6 under watch in Goa for suspected coronavirus infection

(Eds: Updates with fresh details) Panaji, Jan 30 (PTI) The Goa government on Thursday said six people are under surveillance for suspected coronavirus infection and one of them has been admitted to the isolation ward at the Goa Medical College and Hospital (GMCH).

Health Minister Vishwajit Rane said samples of the person admitted at the GMCH have been sent to Pune-based National Institute of Virology (NIV) for testing and reports are awaited.

In a statement issued here late in the night, he said, 'A total of six travellers are under surveillance for suspected coronavirus infection in Goa. Of them, one has been isolated at the GMCH and the other five are asymptomatic and being monitored on a daily basis.' The minister said the state has received print material from the Centre about the coronavirus and it has been distributed to peripheral health centres.
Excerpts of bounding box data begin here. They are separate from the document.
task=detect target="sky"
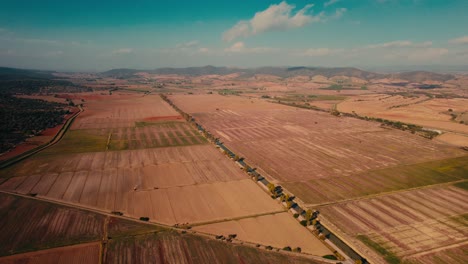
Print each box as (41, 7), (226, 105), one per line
(0, 0), (468, 71)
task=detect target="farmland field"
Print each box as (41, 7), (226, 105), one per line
(0, 193), (104, 256)
(104, 232), (330, 264)
(0, 145), (282, 224)
(194, 213), (332, 256)
(338, 95), (468, 136)
(0, 243), (99, 264)
(0, 93), (332, 256)
(320, 186), (468, 262)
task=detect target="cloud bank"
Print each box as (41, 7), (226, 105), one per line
(223, 1), (323, 42)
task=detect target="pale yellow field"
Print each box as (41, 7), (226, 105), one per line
(194, 213), (332, 256)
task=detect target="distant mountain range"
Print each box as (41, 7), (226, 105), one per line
(0, 67), (54, 81)
(101, 66), (456, 82)
(0, 66), (456, 82)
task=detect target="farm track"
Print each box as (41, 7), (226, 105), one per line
(0, 190), (335, 263)
(0, 106), (84, 169)
(310, 180), (468, 208)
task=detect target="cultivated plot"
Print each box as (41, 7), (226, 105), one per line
(0, 243), (100, 264)
(194, 213), (333, 256)
(319, 186), (468, 261)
He said awareness about the deadly virus, whose outbreak was reported from Wuhan city of China, is also being created through print and other mediums.

Rane said a health help desk has been set up at the international airport at Dabolim, around 25km from here.
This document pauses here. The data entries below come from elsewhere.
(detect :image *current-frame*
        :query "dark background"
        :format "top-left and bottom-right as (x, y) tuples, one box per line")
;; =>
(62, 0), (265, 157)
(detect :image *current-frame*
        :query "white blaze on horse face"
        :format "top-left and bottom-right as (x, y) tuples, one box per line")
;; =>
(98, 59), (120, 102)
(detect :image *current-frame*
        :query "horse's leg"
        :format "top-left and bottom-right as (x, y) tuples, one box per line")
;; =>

The tourism department has issued advisory for the coronavirus to the hotel industry, he added.

Earlier in the day, Rane said he has urged the Union Health Ministry to install thermal scanners at the state's lone airport to detect suspected cases of the novel coronavirus.
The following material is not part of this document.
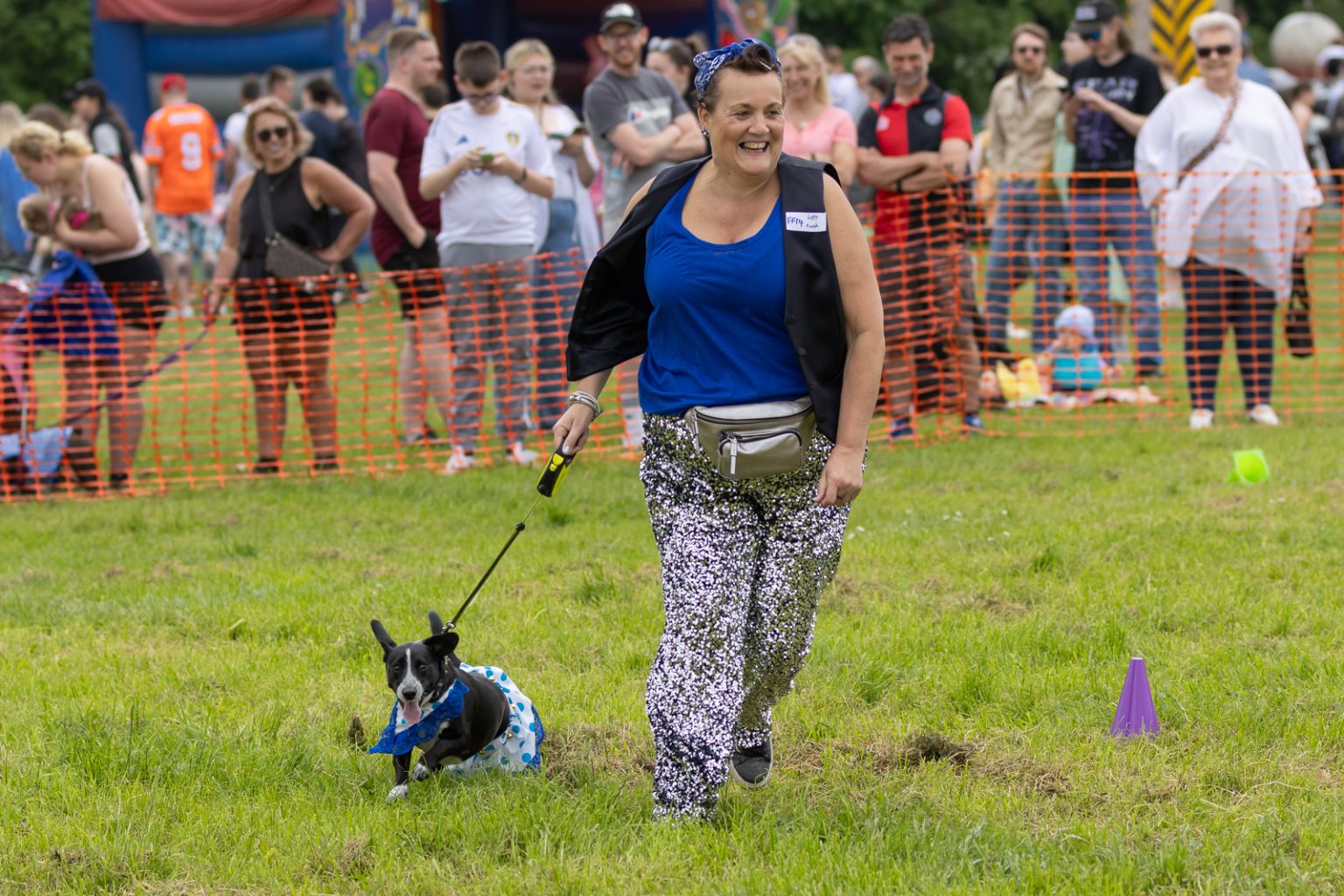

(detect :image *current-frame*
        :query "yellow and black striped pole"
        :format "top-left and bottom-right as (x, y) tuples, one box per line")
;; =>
(1148, 0), (1218, 83)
He said passengers arriving in Goa by cruise ships at Mormugao Port Trust harbour should also be screened for the infection.

A thermal scanner checks the body temperature of a person and shows if he/she has symptoms of viral infections.

The coronavirus is a large family of viruses that causes illnesses ranging from the common cold to acute respiratory syndromes, but the virus that has killed people in China is a novel strain and not seen before.

Common symptoms of the novel coronavirus strain include respiratory symptoms such as fever, cough, shortness of breath and breathing difficulties, according to the WHO.